Some industry analysts have said the so called ‘retail apocalypse’ is simply a figment of the media’s fertile imagination. While others believe the term aptly describes a real-life phenomenon that has caused retail giants such as Toys R Us to stumble and fall, never to rise again. No doubt, there are common factors that caused more than 12,000 brick-and-mortar retail stores, especially large chains, to close their doors in the past eight years. Let’s examine what is causing this shake up in the retail industry at a time when unemployment is low, the economy is growing, and consumer confidence is at an all-time high.
Times are changing
Years ago, filing for bankruptcy was the court of last resort. Today, it’s simply a matter of business for large retailers. To date in 2018, more than 13 prominent retailers have filed for bankruptcy or liquidated. One of these companies is Claire’s, the teen jewelry chain that filed bankruptcy in March. It noted, “The industry as a whole has been challenged by shifts in consumer purchasing preferences and habits.” But, Claire’s is not in this struggle alone. Add Remington, the 202-year-old gun manufacturer to the list, plus Bon-Ton Stores, the owner of Carson’s, Bergner’s and several other well-known chains.

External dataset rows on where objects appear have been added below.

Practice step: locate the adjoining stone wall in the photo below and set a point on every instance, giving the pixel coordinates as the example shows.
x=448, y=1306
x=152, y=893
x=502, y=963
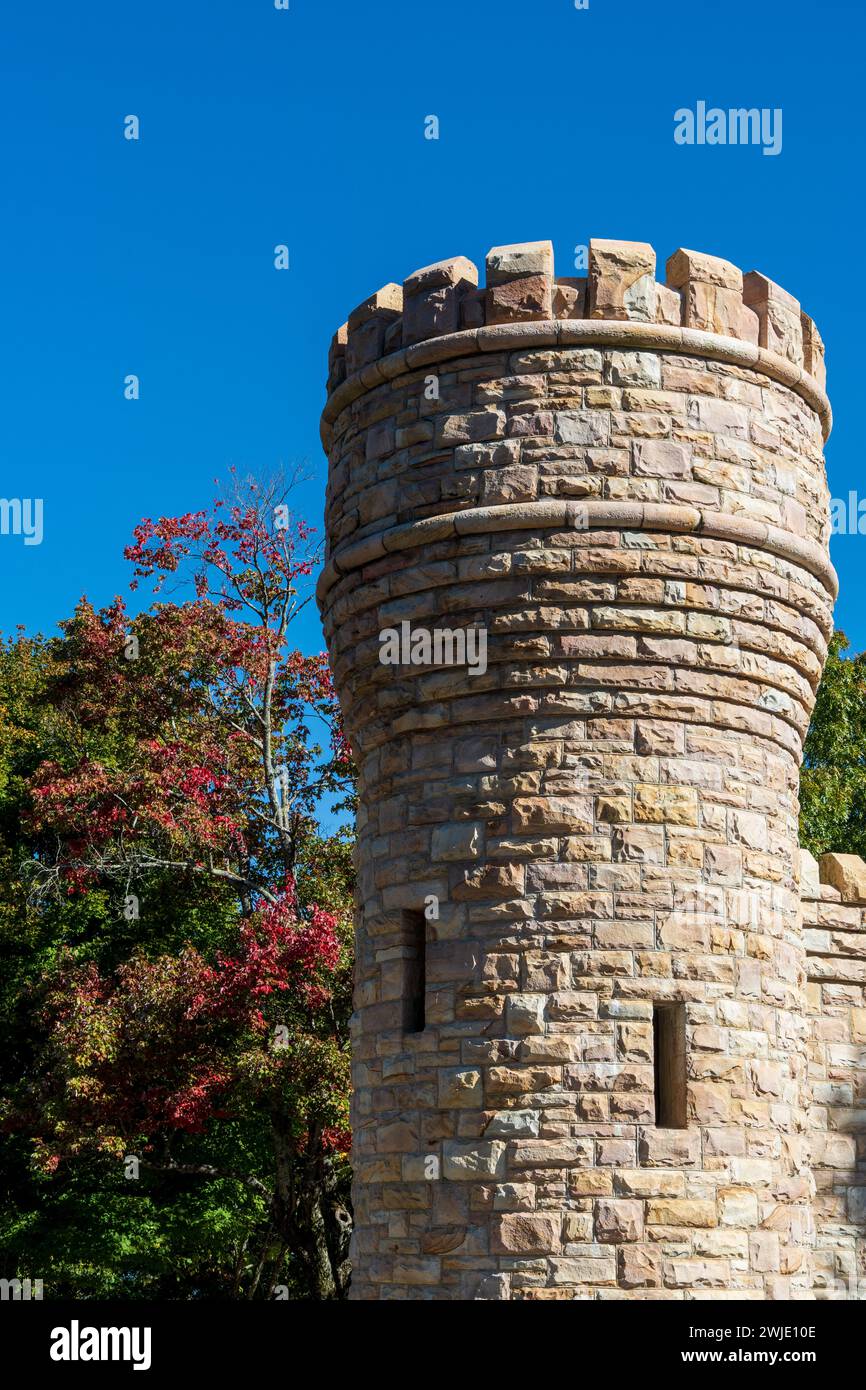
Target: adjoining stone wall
x=633, y=506
x=834, y=922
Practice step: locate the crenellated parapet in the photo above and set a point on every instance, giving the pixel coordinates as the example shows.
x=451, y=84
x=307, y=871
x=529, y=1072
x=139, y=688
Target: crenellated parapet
x=701, y=293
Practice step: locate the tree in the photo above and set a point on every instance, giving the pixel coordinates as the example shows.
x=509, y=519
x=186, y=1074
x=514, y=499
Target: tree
x=833, y=777
x=178, y=791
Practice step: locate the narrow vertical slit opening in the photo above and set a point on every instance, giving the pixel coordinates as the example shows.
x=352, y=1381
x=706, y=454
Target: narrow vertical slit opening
x=414, y=972
x=669, y=1065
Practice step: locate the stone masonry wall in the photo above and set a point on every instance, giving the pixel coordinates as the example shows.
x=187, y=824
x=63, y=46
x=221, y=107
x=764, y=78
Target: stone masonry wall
x=834, y=922
x=620, y=483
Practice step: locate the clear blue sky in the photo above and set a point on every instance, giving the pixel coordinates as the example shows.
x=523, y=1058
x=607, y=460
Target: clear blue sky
x=260, y=127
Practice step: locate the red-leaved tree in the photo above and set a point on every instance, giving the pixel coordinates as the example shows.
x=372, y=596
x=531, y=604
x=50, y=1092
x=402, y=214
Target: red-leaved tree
x=193, y=747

So, what’s going on? Most established chains are over-burdened with billions of dollars in old debt and are now unable to get new financing to keep their companies afloat. Financial institutions are reluctant to lend money to these struggling companies even though it would take just a small percentage of the debt they owe on the balance sheets to help them avoid bankruptcy. And, those lenders who are willing to come to the table want to charge hefty interest rates to ensure a significant return on their investment. This might help initially, but ultimately would make matters worse,
Too much space and not enough customers
Malls in suburban areas are feeling the brunt of store closures. In years past, investors fueled the growth of malls in small communities across America by eagerly funding commercial real estate developments. As a result, there is now an over-abundance of stores in relationship to the population. Supply exceeds demand. Big box stores were born in an era of mass merchandising when people believed “bigger is better.”
Today, people want more personalized service and a store’s size may not be the primary reason customers shop there. Store closures have rapidly accelerated among struggling big box retailers like Sears, as well as those chains that are successful, including
Wal-Mart and Target.
The Changing Face of Retail
This is a volatile time in history and the retail landscape is changing at a rapid pace on both a global and national level. The ripple effect created by the major players that have exited the industry is having a profound impact on the economy, working families and communities. But, it is not the end of the world. Companies have the ability to adapt to new situations. Those with the foresight to master online retailing and integrate emerging technology will exceed their customer’s expectations by carving a new path that can lead the company into the future.